Note · Media, memory and meaning · May 2026
Agents increase shop time
AI shopping is usually described as a way to save time: the assistant searches, compares and narrows the field. The user stops scrolling through endless results and gets a few good options instead.
That sounds like less time spent shopping. But the more interesting possibility is slightly different.
It may create more attention at the end of the search.
Too many weak signals
A traditional shopping search often starts too wide: too many sites, too many near-identical products and too many small differences that are hard to judge.
The user scans, bounces, opens tabs and tries to build a mental shortlist.
An agent can do the first pass differently. It can remove weak fits, surface trade-offs and return a smaller set of plausible choices.
That does not end the decision. It changes the shape of it.
Shortlists invite inspection
More time on a product page used to suggest friction, confusion or hesitation.
Now it’s starting to mean the opposite: qualified attention.
That’s a small change in behavior, but a large change in how attention is allocated.

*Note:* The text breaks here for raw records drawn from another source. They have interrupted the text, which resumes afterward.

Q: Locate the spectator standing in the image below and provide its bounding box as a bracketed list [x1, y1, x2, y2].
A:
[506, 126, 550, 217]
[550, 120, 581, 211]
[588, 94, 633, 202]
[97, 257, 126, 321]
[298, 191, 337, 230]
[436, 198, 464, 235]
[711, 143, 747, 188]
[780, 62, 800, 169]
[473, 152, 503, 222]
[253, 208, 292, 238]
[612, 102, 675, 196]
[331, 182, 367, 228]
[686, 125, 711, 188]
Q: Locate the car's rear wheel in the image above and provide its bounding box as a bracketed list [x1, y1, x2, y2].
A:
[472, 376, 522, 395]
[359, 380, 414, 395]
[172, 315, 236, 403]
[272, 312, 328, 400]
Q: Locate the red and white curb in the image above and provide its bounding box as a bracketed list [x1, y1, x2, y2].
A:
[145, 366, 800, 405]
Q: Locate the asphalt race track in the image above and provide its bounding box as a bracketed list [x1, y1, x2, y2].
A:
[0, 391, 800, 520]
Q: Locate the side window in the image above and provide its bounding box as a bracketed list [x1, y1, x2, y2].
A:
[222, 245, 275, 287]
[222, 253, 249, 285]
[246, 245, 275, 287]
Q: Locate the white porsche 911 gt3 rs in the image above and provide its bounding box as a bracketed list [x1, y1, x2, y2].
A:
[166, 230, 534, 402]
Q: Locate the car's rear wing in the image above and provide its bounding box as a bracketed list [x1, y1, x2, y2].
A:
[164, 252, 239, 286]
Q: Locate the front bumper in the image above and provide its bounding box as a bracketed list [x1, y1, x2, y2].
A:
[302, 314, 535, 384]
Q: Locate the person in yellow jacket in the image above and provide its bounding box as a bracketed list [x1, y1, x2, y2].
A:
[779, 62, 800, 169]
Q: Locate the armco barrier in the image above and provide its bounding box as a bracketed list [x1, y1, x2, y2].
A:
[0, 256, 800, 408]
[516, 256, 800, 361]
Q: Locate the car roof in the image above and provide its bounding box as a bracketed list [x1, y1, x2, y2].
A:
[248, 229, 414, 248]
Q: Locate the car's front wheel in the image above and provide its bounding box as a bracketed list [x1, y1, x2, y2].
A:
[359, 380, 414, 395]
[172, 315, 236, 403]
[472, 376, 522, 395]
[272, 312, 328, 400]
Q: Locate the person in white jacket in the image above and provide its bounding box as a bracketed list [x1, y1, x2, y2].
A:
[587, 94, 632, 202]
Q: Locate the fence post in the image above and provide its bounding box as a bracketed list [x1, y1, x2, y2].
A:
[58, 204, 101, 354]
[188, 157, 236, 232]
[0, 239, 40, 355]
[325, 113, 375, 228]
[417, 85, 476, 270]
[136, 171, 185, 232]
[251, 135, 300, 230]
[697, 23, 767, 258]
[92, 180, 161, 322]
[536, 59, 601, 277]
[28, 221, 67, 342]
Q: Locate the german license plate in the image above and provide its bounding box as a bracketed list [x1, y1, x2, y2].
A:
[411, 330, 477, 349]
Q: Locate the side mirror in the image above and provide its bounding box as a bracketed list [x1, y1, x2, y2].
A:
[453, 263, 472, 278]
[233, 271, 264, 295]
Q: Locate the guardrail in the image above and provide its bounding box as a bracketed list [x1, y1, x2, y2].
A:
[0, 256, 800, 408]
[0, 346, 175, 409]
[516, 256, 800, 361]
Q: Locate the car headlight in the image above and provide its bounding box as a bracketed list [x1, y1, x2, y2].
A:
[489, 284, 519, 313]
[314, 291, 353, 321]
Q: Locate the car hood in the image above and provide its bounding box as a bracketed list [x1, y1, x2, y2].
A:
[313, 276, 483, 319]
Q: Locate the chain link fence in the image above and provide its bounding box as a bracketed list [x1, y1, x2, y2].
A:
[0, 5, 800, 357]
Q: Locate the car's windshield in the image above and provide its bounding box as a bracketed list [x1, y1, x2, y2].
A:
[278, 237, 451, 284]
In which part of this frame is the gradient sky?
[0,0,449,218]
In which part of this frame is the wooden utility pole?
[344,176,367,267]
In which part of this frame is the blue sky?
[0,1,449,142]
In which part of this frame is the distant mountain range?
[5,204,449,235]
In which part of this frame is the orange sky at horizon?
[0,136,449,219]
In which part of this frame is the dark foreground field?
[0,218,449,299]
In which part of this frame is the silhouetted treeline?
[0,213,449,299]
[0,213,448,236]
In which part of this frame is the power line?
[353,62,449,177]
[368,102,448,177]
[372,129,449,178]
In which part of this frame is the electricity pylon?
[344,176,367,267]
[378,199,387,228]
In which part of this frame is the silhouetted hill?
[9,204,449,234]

Search compresses into a shortlist.
The product page becomes data
For now, the assistant helps narrow the field, then hands the user off to the old web: product details, reviews, shipping options and checkout flows.
That handoff may not last. Agents do not need the whole page. They need the comparison data: product details, prices, reviews, policies and trade-offs.
The e-commerce page starts to change from a destination into a data source.